DOW JONES NEWSWIRES 
 

Dana Holding Corp. (DAN) posted a slightly narrower fourth-quarter net loss on $102 million of prior-year reorganization costs while the auto-parts maker's results missed analysts' expectations as the company continues to struggle from tumbling North American auto production.

Chairman and Chief Executive John Devine said Dana, which emerged from bankruptcy protection in February 2008, faces a 2009 expected to be "even more challenging than 2008."

U.S. auto-parts manufacturers are suffering as auto makers struggle with plunging sales. The drop in business, combined with a credit crunch that has choked off access to rescue financing, could prove disastrous for an industry already hit by bankruptcies.

Despite its exit from Chapter 11 last year, Dana has faced trouble in the past several months: The New York Stock Exchange warned that its stock could be delisted for trading below $1, Standard & Poor's and Moody's Investors Service both cut the company's credit ratings deeper into junk territory and Dana said it will close up to 10 more plants than expected this year and next, on the heels of 5,000 job cuts in 2008.

Dana's fourth-quarter net loss narrowed to $256 million from $257 million a year earlier amid the 2007 bankruptcy-reorganization costs. On a per-share basis, the latest quarter's loss was $2.64.

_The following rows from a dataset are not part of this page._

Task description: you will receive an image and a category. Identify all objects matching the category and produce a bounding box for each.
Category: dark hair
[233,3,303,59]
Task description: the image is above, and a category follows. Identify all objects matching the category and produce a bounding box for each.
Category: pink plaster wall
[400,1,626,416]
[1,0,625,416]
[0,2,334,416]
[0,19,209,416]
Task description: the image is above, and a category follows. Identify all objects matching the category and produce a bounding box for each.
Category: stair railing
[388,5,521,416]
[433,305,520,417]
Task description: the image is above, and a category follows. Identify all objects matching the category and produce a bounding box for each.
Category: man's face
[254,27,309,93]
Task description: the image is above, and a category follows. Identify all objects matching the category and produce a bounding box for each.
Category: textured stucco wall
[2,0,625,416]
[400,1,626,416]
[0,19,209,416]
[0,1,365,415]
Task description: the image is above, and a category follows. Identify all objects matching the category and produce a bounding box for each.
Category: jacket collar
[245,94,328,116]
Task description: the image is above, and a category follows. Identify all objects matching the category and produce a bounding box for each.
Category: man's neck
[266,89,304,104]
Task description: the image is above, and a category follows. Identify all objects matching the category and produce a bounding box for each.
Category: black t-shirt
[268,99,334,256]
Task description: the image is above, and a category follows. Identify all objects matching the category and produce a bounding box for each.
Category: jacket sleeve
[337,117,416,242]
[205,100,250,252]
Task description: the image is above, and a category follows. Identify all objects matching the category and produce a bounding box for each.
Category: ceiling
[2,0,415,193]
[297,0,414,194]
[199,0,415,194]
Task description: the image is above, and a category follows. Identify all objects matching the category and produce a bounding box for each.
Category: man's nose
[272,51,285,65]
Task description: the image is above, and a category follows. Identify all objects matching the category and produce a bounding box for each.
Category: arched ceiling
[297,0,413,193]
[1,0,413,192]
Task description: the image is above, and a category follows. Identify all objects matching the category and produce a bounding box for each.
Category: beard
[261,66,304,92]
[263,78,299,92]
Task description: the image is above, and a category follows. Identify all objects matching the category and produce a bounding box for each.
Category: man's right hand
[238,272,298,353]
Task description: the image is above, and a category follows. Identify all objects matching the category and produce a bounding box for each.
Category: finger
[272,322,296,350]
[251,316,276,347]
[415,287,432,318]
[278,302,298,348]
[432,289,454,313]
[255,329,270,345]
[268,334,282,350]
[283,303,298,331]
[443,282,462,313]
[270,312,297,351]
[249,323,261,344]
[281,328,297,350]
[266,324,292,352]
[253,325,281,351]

Net sales tumbled 30% to $1.52 billion amid the auto-production woes and the stronger dollar.

Analysts surveyed by Thomson Reuters expected a loss of $1.43 a share on revenue of $1.72 billion.

Cost of sales exceeded net sales by $27 million in the latest quarter. The year-earlier gross margin was 5.9%.

Dana's shares closed Friday at 31 cents and there was no premarket trading. The stock is down 95% the past six months.